Suasana sore itu terik senja seperti biasa di Bulan Ramadan. Pasca asar, pergerakan muda-mudi dan penduduk kota mulai ramai. Mereka biasanya menghabiskan waktu ngabuburit sambil mencari sajian takjil yang dijajakan di sepanjang jalan, terutama jalan di depan Masjid Jamik Pangkalpinang.
Kondisi ini tiada beda dengan daerah lain, namun yang menjadi unik adalah berbaurnya masyarakat tionghoa non-muslim penjual takjil, dengan para pribumi muslim yang ramai memilih kudapan dan membelinya.
Sebagai pendatang, awalnya saya merasa takjub dengan fakta ini. Di tempat lain, sentimen muslim dan non-muslim biasanya cukup kental terutama mengenai makanan, tapi di sini semuanya berbaur tanpa pandang bulu.
Para penjual takjil makanan bisa berasal dari cici-cici Tionghoa dengan pakaian yang jelas bukan muslim, rutin menggelar dagangan setiap sore menjelang berbuka.

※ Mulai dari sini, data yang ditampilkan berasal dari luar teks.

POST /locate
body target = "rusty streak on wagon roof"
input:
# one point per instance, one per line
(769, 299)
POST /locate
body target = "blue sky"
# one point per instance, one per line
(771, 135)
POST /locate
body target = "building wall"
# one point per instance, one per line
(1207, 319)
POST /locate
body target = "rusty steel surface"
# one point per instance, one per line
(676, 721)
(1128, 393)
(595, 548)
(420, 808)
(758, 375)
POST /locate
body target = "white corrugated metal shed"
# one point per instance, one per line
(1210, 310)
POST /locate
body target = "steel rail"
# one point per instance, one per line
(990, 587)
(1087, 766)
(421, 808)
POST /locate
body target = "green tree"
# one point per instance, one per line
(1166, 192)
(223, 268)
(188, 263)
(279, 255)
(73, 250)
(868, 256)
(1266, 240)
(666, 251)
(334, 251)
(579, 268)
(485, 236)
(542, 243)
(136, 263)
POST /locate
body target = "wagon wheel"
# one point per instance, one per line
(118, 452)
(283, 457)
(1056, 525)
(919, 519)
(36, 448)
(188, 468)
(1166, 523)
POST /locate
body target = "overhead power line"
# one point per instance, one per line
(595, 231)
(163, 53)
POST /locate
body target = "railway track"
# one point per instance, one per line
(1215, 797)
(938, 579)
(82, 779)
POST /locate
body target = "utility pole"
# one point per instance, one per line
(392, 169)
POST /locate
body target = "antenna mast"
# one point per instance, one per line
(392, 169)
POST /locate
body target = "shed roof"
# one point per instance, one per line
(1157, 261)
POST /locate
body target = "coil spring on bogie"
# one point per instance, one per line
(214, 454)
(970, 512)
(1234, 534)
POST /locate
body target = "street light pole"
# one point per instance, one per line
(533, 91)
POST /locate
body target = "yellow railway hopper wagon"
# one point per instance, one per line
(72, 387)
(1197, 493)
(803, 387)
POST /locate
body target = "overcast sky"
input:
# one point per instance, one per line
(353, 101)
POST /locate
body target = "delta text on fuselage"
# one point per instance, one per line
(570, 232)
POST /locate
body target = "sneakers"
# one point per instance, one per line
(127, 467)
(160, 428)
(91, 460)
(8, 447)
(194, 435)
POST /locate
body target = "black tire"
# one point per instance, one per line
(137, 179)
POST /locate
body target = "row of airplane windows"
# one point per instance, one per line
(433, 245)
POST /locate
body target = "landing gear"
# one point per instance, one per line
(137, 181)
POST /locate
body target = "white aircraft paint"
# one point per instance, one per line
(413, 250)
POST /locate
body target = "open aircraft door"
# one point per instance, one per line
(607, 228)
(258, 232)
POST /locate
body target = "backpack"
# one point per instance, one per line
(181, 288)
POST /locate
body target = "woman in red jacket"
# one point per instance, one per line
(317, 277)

Para pembelinya pun enteng saja berpindah dari satu lapak ke lapak lain mencari apa yang mereka butuhkan dan sedang inginkan untuk dijadikan menu berbuka. Tanpa terlalu menghiraukan siapa pembelinya.
Saya merasakan, toleransi dan kehangatan berbhinneka di Bangka menjelang berbuka terwujud dengan nyata. Penduduk pribumi Melayu sebagai mayoritas muslim, bisa baik-baik saja menerima para penjual takjil yang Tionghoa Konghucu atau Kristen/Katolik yang biasanya juga memiliki anjing di rumahnya.
Hanya di sini juga saya menyaksikan khas Ramadan, masyarakat Tionghoa ikut membuka lapak takjil dadakan menyediakan pilihan berbuka di titik-titik pasar kaget menjelang magrib.
Mereka yang tidak ikut puasa, ikut menggelar dagangan dan menyediakan takjil untuk dibeli penduduk muslim yang berpuasa. Semua tampak jamak dan biasa saja di Pulau Bangka maupun Belitung.
Jika ingin merasakan dan belajar toleransi, datanglah ke Pangkalpinang terutama saat-saat Ramadan menjelang buka puasa.